Sean M. Kirkpatrick, a former chief scientist at the Missile and Space Intelligence Center, which is part of the Defense Intelligence Agency, was named director. The introduction of drones and other airborne clutter has led to an increase in sightings of unidentified objects in recent years. The government, which delivered its most recent update on Thursday, has found that weather balloons and surveillance operations by foreign powers accounted for most of the recent sightings of unidentified aerial phenomena, though dozens remain officially unexplained. 
The defense funding bill requires the new office to work with the intelligence community to identify any nondisclosure agreements related to possible U.F.O. sightings. It also requires the office to create a process for people to share information, regardless of classification, and to share its findings with the highest levels of the Defense Department. It also mandates that the All-domain Anomaly Resolution Office be fully staffed. “This is an office now that has a voice and resources, and it has authority,” Mr. Mellon, the former Defense Department official, said. Susan Gough, a spokeswoman for the agency, said in an email that “the department is reviewing the enacted legislation.” 
Jacques Vallée, a longtime ufologist, astronomer and computer scientist, said the amendment’s inclusion in the defense bill was “an absolute turning point.” “This is what all scientists and my colleagues have always dreamed of,” said Dr. Vallée, who has helped study reports of U.F.O.s for the Centre National d’Études Spatiales, the French space agency. He said that the U.S. government’s agreement to dig into the past meant “the stigma has been removed.” 
Dr. Vallée began studying the Trinity incident several years ago alongside a journalist, Paola Harris, and interviewed people who claimed to have witnessed the crash. 

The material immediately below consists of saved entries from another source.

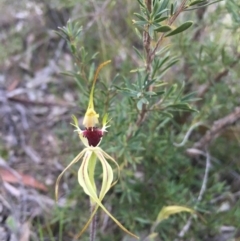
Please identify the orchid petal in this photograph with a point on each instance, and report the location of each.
(91, 169)
(85, 182)
(76, 159)
(107, 175)
(83, 176)
(118, 168)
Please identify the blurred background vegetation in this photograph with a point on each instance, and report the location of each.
(37, 102)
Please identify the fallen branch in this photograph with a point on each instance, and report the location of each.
(218, 127)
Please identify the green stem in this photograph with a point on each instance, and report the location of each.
(93, 225)
(91, 170)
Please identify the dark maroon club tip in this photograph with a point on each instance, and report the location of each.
(93, 135)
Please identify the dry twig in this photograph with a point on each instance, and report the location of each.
(217, 128)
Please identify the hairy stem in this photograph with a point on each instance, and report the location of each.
(93, 225)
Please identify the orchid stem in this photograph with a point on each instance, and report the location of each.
(93, 225)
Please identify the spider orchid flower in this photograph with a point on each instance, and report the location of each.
(91, 138)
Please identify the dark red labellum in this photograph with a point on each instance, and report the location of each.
(94, 135)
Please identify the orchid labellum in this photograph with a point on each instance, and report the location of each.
(91, 138)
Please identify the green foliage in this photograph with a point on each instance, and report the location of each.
(152, 107)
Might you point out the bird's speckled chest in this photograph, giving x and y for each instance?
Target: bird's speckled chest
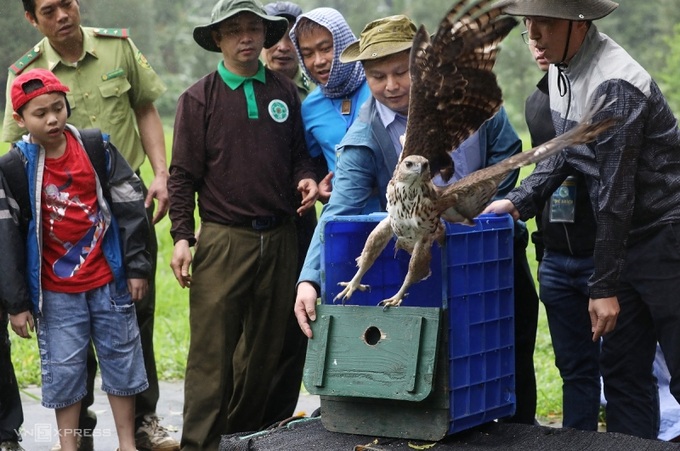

Dr. Vallée and Ms. Harris chronicled their research in a book, “Trinity: The Best-Kept Secret,” including the details of the avocado-shaped object. They also spoke to witnesses who said they came across the object as children and found what they described as “little creatures.” 
In the United States, Dr. Vallée said, “there has always been, on the part of the government, especially the Pentagon,” a sense that civilian sightings are unreliable. “The reason,” he said, “is that civilians don’t have the technology to really document what happens, and of course the Pentagon does.” 
But, Dr. Vallée said, there’s no reason that “a farmer in his field” isn’t qualified to give a quality observation of a possible U.F.O. “The civilian observations tend to be longer, they tend to be more detailed, they tend to leave a trace that we can analyze,” he said. 
He said he was working with a team at Stanford University to analyze samples of minerals and debris that were left after U.F.O. crashes or landings. “I would hope that the new project would continue to do that because I think we’ve shown the way to do that scientifically,” Dr. Vallée said. He added, “We don’t have proof that a biologist can look at, but we have considerable statistical and now observational evidence that there must be life out there, that the Earth is not unique.” 
At 83, Dr. Vallée still holds out hope for tangible evidence in his lifetime. “Science is a moving frontier,” he said. “I want to have the right answers, even if they are small answers, rather than more speculation.”